Denominator polynomial coefficients. Type DOUBLE.
RETURN: novalue. Filter functions are returned in 'b' and 'a'.
This function creates a normalized Bessel s-domain lowpass transfer function. The 3-dB cutoff frequency is set to 1 radian/sec. The requested filter order 'Norder' must be >= 2. The numerator polynomial of the transfer function is returned through argument 'b', and is a column vector where the elements form a polynomial as follows:
b => b(1) + b(2)*s + b(3)*s^2 + ...
Denominator polynomial is returned in argument 'a', and is of the same form.
Bessel filters approximate a maximally flat group delay characteristic. The filter's selectivity is relatively poor since it has a slow magnitude cutoff rate. But these filters have very low overshoot in their transient responses.

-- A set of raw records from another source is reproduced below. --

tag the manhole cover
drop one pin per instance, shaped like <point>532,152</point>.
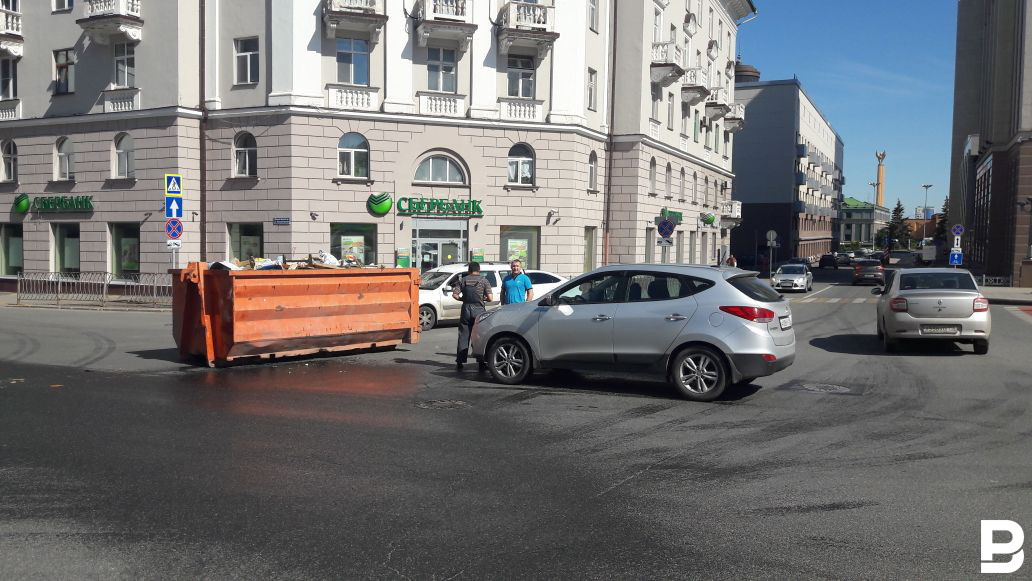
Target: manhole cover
<point>444,405</point>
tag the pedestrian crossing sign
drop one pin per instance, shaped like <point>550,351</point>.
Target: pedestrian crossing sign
<point>173,185</point>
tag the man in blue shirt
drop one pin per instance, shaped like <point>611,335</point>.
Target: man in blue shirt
<point>516,287</point>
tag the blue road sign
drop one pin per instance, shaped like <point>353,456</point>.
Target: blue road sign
<point>173,206</point>
<point>173,228</point>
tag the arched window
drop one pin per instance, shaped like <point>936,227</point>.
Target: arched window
<point>440,169</point>
<point>125,156</point>
<point>64,160</point>
<point>592,171</point>
<point>520,165</point>
<point>245,156</point>
<point>651,176</point>
<point>9,161</point>
<point>353,156</point>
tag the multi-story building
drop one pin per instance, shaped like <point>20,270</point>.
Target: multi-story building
<point>861,221</point>
<point>991,175</point>
<point>787,169</point>
<point>551,131</point>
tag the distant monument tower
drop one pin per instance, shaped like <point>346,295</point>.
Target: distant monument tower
<point>880,156</point>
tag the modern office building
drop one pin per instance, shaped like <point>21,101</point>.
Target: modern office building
<point>991,174</point>
<point>787,169</point>
<point>422,132</point>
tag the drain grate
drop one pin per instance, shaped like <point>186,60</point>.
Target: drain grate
<point>443,405</point>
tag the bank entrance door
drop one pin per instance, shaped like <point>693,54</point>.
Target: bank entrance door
<point>436,243</point>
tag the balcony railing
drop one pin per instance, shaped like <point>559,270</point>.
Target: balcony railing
<point>521,109</point>
<point>113,8</point>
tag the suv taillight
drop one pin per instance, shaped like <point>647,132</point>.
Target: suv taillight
<point>754,314</point>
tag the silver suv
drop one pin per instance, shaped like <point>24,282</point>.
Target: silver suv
<point>701,327</point>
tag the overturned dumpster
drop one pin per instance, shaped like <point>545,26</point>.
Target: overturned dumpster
<point>227,315</point>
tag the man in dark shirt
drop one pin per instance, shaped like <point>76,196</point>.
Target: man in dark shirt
<point>474,291</point>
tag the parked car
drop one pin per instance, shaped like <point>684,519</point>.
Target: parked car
<point>933,304</point>
<point>868,270</point>
<point>436,303</point>
<point>793,277</point>
<point>702,328</point>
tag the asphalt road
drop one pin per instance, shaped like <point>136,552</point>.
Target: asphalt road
<point>117,461</point>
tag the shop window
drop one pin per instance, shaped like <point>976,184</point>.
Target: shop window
<point>12,251</point>
<point>66,248</point>
<point>354,243</point>
<point>125,250</point>
<point>521,243</point>
<point>520,165</point>
<point>353,156</point>
<point>247,240</point>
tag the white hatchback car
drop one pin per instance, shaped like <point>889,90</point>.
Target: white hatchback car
<point>436,303</point>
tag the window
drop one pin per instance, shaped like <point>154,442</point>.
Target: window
<point>11,250</point>
<point>353,156</point>
<point>247,61</point>
<point>8,78</point>
<point>595,289</point>
<point>592,89</point>
<point>9,162</point>
<point>125,65</point>
<point>441,70</point>
<point>245,156</point>
<point>64,162</point>
<point>440,169</point>
<point>592,172</point>
<point>521,165</point>
<point>521,76</point>
<point>125,157</point>
<point>353,61</point>
<point>64,68</point>
<point>354,243</point>
<point>247,241</point>
<point>125,250</point>
<point>66,247</point>
<point>520,243</point>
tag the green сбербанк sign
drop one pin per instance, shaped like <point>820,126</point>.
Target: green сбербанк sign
<point>431,206</point>
<point>53,203</point>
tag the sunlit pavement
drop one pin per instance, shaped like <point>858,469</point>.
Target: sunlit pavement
<point>118,461</point>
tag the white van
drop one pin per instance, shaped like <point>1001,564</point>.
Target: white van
<point>436,303</point>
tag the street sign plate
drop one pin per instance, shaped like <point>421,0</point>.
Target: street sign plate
<point>173,228</point>
<point>173,185</point>
<point>173,206</point>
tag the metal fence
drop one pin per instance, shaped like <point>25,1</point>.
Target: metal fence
<point>94,289</point>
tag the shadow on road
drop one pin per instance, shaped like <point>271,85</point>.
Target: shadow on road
<point>870,345</point>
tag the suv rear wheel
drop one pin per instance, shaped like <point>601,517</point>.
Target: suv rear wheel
<point>699,374</point>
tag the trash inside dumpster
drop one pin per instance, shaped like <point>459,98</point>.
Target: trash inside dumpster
<point>225,315</point>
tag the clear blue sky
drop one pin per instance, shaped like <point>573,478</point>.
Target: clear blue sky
<point>882,73</point>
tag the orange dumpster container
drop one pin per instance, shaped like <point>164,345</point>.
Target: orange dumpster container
<point>226,315</point>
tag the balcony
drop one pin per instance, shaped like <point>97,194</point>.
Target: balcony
<point>695,86</point>
<point>441,104</point>
<point>350,97</point>
<point>11,40</point>
<point>445,20</point>
<point>521,109</point>
<point>349,17</point>
<point>108,21</point>
<point>526,25</point>
<point>121,99</point>
<point>735,120</point>
<point>666,63</point>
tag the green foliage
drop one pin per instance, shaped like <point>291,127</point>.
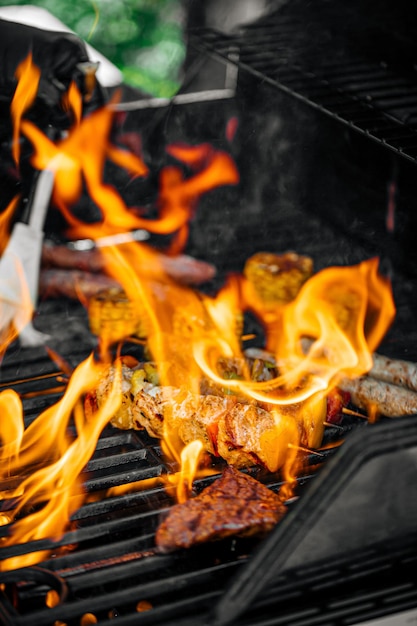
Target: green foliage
<point>143,38</point>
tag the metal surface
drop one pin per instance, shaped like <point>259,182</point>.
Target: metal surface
<point>323,56</point>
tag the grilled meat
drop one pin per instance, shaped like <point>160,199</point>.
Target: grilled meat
<point>234,504</point>
<point>243,434</point>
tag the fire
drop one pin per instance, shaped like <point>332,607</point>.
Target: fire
<point>327,331</point>
<point>38,458</point>
<point>28,76</point>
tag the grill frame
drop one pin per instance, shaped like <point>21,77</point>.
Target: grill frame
<point>311,58</point>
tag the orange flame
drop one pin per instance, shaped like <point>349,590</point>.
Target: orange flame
<point>51,491</point>
<point>28,76</point>
<point>340,314</point>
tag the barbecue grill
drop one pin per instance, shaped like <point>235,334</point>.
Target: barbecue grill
<point>327,562</point>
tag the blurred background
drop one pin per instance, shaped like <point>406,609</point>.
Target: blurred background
<point>143,38</point>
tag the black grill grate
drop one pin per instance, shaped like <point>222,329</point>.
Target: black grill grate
<point>324,56</point>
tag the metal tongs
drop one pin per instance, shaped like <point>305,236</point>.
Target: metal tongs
<point>20,264</point>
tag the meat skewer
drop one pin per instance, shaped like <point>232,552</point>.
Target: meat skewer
<point>182,268</point>
<point>395,371</point>
<point>390,387</point>
<point>387,399</point>
<point>241,434</point>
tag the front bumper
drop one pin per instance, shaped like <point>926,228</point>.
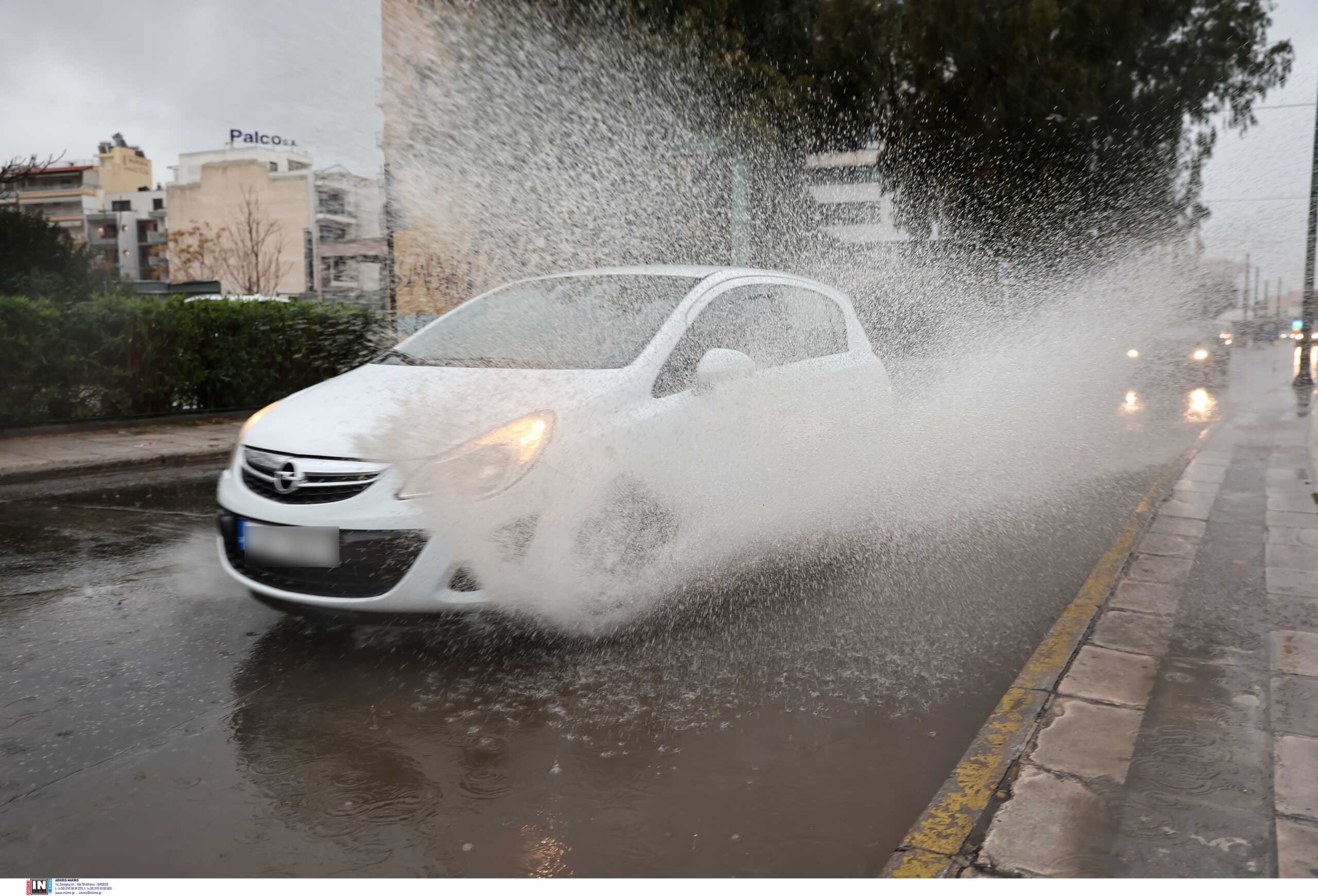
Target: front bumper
<point>389,561</point>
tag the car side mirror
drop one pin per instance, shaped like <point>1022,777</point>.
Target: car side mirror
<point>721,365</point>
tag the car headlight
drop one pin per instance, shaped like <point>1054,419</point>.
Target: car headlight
<point>256,417</point>
<point>485,466</point>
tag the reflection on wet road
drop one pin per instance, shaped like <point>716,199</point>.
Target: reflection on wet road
<point>159,723</point>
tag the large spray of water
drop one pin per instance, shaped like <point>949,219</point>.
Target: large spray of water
<point>526,148</point>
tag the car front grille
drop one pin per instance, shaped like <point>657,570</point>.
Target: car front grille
<point>371,561</point>
<point>293,479</point>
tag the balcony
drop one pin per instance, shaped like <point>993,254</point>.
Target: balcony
<point>48,187</point>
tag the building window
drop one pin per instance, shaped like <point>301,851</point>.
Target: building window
<point>342,271</point>
<point>331,203</point>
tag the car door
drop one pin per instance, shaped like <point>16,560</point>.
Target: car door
<point>736,448</point>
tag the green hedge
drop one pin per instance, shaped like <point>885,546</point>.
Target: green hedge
<point>119,356</point>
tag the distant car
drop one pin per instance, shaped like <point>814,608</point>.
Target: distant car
<point>1194,354</point>
<point>585,418</point>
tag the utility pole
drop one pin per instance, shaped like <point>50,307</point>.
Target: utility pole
<point>741,211</point>
<point>1305,379</point>
<point>1244,292</point>
<point>1254,309</point>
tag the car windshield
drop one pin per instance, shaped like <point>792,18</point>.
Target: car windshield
<point>562,323</point>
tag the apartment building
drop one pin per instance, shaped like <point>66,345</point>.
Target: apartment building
<point>107,203</point>
<point>263,199</point>
<point>64,194</point>
<point>293,231</point>
<point>351,252</point>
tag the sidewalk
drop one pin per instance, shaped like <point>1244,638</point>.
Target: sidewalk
<point>1182,740</point>
<point>94,451</point>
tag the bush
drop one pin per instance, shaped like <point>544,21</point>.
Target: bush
<point>120,356</point>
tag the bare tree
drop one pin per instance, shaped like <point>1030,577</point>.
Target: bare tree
<point>253,244</point>
<point>19,169</point>
<point>197,252</point>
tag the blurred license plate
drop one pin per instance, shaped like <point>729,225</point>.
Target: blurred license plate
<point>289,546</point>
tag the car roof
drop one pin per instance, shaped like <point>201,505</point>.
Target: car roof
<point>695,272</point>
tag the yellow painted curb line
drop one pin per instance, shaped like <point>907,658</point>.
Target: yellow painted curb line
<point>940,833</point>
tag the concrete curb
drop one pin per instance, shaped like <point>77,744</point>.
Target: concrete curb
<point>942,841</point>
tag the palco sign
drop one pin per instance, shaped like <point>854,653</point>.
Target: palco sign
<point>238,135</point>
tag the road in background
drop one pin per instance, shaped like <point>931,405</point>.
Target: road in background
<point>159,723</point>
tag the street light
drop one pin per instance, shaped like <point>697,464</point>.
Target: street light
<point>1305,379</point>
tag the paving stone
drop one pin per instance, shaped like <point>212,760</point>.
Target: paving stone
<point>1168,546</point>
<point>1295,653</point>
<point>1110,676</point>
<point>1296,476</point>
<point>1194,695</point>
<point>1296,775</point>
<point>1295,706</point>
<point>1293,504</point>
<point>1292,558</point>
<point>1199,472</point>
<point>1297,849</point>
<point>1170,571</point>
<point>1047,828</point>
<point>1287,535</point>
<point>1197,511</point>
<point>1088,740</point>
<point>1180,526</point>
<point>1203,488</point>
<point>1247,549</point>
<point>1293,613</point>
<point>1147,598</point>
<point>1292,582</point>
<point>1196,497</point>
<point>1163,837</point>
<point>1135,633</point>
<point>1298,521</point>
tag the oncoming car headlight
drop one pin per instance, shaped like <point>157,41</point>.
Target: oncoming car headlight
<point>485,466</point>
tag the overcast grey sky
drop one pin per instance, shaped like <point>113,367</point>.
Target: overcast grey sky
<point>176,77</point>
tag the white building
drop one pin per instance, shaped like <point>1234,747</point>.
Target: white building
<point>856,207</point>
<point>327,224</point>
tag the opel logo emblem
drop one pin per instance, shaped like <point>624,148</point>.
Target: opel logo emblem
<point>289,479</point>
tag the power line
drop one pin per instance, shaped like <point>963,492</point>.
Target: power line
<point>1262,199</point>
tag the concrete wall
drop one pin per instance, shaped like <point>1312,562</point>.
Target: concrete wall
<point>211,194</point>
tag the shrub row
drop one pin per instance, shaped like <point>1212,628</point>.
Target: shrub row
<point>120,356</point>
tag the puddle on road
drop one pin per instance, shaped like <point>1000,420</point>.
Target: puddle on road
<point>783,728</point>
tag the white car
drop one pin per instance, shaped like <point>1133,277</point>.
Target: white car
<point>591,422</point>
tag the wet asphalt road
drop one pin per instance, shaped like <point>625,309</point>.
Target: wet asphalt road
<point>154,721</point>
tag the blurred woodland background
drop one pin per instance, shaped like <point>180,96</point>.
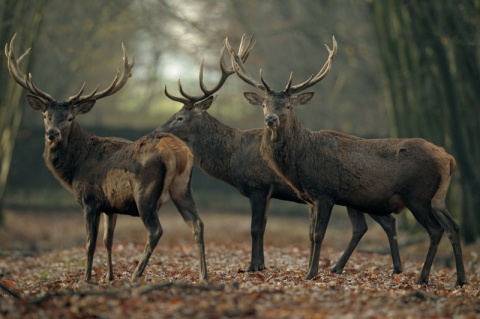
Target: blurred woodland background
<point>404,69</point>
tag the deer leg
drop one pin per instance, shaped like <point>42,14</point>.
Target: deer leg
<point>359,228</point>
<point>425,216</point>
<point>150,219</point>
<point>185,204</point>
<point>311,231</point>
<point>259,204</point>
<point>388,224</point>
<point>109,227</point>
<point>320,218</point>
<point>453,232</point>
<point>92,222</point>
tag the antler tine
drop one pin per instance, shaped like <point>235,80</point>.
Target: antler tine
<point>34,90</point>
<point>24,80</point>
<point>76,96</point>
<point>13,65</point>
<point>117,84</point>
<point>175,98</point>
<point>189,100</point>
<point>319,76</point>
<point>241,70</point>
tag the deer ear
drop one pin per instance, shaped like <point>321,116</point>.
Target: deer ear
<point>36,103</point>
<point>302,98</point>
<point>253,98</point>
<point>205,104</point>
<point>84,106</point>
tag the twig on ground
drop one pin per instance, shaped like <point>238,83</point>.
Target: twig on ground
<point>10,291</point>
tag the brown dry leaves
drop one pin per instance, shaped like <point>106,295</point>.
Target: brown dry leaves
<point>49,281</point>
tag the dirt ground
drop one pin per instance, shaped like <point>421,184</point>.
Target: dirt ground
<point>42,258</point>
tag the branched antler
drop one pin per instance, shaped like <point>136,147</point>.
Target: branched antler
<point>190,100</point>
<point>26,81</point>
<point>242,72</point>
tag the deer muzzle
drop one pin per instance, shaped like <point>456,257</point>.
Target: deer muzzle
<point>52,135</point>
<point>271,120</point>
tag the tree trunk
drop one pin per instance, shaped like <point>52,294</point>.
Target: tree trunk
<point>14,14</point>
<point>429,53</point>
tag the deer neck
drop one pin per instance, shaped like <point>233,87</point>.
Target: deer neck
<point>64,158</point>
<point>213,146</point>
<point>279,149</point>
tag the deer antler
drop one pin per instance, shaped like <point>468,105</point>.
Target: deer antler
<point>318,77</point>
<point>246,77</point>
<point>237,65</point>
<point>116,85</point>
<point>190,100</point>
<point>24,80</point>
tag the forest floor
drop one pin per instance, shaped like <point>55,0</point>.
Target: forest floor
<point>42,257</point>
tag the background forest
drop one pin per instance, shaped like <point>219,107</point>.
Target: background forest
<point>403,69</point>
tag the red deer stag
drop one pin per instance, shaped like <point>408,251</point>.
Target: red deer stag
<point>380,176</point>
<point>113,175</point>
<point>233,156</point>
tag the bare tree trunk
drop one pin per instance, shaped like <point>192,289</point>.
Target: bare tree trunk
<point>22,17</point>
<point>430,60</point>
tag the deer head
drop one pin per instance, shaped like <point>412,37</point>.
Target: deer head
<point>277,106</point>
<point>59,116</point>
<point>183,122</point>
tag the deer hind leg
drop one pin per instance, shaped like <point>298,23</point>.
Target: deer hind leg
<point>182,196</point>
<point>359,228</point>
<point>109,227</point>
<point>388,224</point>
<point>259,203</point>
<point>453,232</point>
<point>92,222</point>
<point>425,215</point>
<point>149,216</point>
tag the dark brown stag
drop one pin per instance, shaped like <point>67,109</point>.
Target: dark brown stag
<point>113,175</point>
<point>233,156</point>
<point>380,176</point>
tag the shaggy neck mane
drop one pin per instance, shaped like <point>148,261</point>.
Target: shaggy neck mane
<point>277,149</point>
<point>64,158</point>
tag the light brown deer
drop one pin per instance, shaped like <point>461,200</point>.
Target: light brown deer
<point>379,176</point>
<point>237,161</point>
<point>112,175</point>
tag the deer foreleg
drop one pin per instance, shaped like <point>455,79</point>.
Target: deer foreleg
<point>92,221</point>
<point>109,227</point>
<point>186,206</point>
<point>259,205</point>
<point>320,218</point>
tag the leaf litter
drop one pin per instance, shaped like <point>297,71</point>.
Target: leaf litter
<point>41,274</point>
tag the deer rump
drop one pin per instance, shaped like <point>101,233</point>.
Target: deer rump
<point>374,175</point>
<point>118,188</point>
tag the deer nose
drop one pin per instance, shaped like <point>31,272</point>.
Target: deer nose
<point>271,120</point>
<point>52,134</point>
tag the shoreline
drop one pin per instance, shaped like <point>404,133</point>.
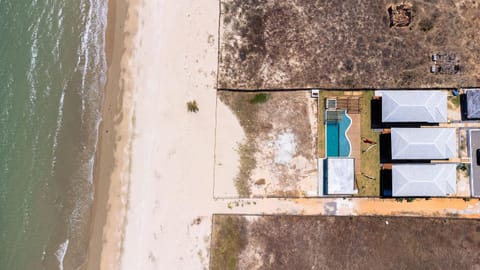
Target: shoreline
<point>111,171</point>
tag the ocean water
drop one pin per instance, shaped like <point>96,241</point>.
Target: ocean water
<point>52,74</point>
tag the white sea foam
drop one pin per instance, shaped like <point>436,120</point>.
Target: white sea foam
<point>60,253</point>
<point>57,129</point>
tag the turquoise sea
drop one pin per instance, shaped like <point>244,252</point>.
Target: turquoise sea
<point>52,74</point>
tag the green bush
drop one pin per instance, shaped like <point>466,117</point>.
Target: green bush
<point>192,106</point>
<point>426,25</point>
<point>260,98</point>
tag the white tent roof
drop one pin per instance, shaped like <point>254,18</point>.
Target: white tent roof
<point>414,106</point>
<point>422,180</point>
<point>423,143</point>
<point>340,176</point>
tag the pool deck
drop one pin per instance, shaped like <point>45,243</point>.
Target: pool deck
<point>353,134</point>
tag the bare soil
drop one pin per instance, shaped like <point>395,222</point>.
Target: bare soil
<point>278,156</point>
<point>267,44</point>
<point>319,242</point>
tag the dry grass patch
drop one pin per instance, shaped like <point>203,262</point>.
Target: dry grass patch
<point>344,44</point>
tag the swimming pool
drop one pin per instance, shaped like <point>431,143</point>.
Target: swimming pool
<point>337,142</point>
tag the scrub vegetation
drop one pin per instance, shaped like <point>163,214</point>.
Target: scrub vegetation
<point>295,44</point>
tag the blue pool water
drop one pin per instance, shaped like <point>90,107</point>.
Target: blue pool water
<point>337,142</point>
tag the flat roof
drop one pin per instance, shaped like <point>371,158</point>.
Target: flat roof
<point>423,143</point>
<point>424,180</point>
<point>475,169</point>
<point>414,106</point>
<point>340,176</point>
<point>473,103</point>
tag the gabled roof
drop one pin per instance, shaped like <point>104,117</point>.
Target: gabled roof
<point>473,104</point>
<point>414,106</point>
<point>340,176</point>
<point>423,143</point>
<point>423,180</point>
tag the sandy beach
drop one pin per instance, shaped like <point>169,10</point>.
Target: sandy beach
<point>154,172</point>
<point>155,159</point>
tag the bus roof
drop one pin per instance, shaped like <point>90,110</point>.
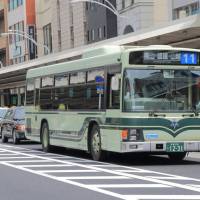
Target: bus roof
<point>96,57</point>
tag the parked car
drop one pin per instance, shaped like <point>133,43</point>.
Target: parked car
<point>13,125</point>
<point>3,112</point>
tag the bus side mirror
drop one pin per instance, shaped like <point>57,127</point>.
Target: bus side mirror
<point>115,83</point>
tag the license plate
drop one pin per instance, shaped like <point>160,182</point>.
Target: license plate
<point>175,147</point>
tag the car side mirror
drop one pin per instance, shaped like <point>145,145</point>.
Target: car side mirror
<point>115,82</point>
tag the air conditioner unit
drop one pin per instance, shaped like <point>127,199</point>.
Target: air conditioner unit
<point>182,14</point>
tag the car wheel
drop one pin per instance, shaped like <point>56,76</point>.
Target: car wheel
<point>177,156</point>
<point>15,139</point>
<point>95,144</point>
<point>4,138</point>
<point>45,137</point>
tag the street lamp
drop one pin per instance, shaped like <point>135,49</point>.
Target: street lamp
<point>110,7</point>
<point>26,36</point>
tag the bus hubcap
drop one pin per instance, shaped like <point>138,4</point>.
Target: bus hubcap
<point>96,142</point>
<point>45,137</point>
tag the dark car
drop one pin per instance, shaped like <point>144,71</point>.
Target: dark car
<point>3,112</point>
<point>13,125</point>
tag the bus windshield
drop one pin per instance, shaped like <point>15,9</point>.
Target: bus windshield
<point>161,90</point>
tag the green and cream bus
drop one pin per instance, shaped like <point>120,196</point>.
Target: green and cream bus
<point>118,99</point>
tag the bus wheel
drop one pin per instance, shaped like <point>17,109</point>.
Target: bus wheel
<point>95,144</point>
<point>4,138</point>
<point>15,139</point>
<point>45,137</point>
<point>177,156</point>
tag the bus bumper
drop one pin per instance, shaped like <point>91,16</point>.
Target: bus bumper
<point>189,146</point>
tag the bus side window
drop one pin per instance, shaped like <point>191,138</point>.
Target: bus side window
<point>113,98</point>
<point>30,92</point>
<point>46,93</point>
<point>37,91</point>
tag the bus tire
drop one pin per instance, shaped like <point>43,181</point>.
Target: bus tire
<point>45,137</point>
<point>177,156</point>
<point>15,139</point>
<point>95,144</point>
<point>4,138</point>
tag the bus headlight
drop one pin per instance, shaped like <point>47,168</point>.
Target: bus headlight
<point>132,135</point>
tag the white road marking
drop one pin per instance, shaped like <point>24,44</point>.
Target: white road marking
<point>193,185</point>
<point>131,186</point>
<point>67,171</point>
<point>46,166</point>
<point>115,173</point>
<point>93,177</point>
<point>25,161</point>
<point>164,197</point>
<point>170,178</point>
<point>133,171</point>
<point>14,157</point>
<point>6,154</point>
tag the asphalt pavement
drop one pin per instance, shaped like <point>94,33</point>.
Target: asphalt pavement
<point>27,173</point>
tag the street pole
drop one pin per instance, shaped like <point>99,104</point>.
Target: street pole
<point>26,36</point>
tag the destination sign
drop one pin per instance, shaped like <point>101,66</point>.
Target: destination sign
<point>164,58</point>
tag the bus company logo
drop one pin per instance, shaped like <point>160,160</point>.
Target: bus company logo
<point>174,124</point>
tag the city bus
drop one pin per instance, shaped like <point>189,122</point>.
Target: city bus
<point>118,99</point>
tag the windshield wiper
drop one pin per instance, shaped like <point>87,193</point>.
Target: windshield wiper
<point>195,114</point>
<point>154,114</point>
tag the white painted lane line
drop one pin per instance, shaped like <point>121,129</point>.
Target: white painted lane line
<point>131,171</point>
<point>93,177</point>
<point>68,171</point>
<point>166,197</point>
<point>131,186</point>
<point>25,161</point>
<point>169,178</point>
<point>193,185</point>
<point>106,165</point>
<point>46,166</point>
<point>113,172</point>
<point>14,157</point>
<point>102,191</point>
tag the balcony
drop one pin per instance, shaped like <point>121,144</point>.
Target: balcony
<point>1,5</point>
<point>3,42</point>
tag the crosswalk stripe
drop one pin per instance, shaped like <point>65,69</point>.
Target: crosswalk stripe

A plot of the normalized BESSEL filter appears as:
# Design BESSEL lowpass prototype filter, fc = 1 [radian/sec]
Norder = 5; # Filter Order
b = novalue; # Declare numerator
a = novalue; # Declare denominator
fnbes(Norder, b, a); # Make the prototype
# Evaluate this filter around its cutoff.
fmin = 1d-2; # Plotting Limits
fmax = 1d0;
ymax = 10d0;
ymin = -60d0;
N = 201; # Plotting information
n = seq(N)'-1d0;
f = logspace(log10(fmin),log10(fmax),N)';
H = gains(b,a,f);
HdB = db20(H);
fc = 1d0/2/PI; # 3dB down at this cutoff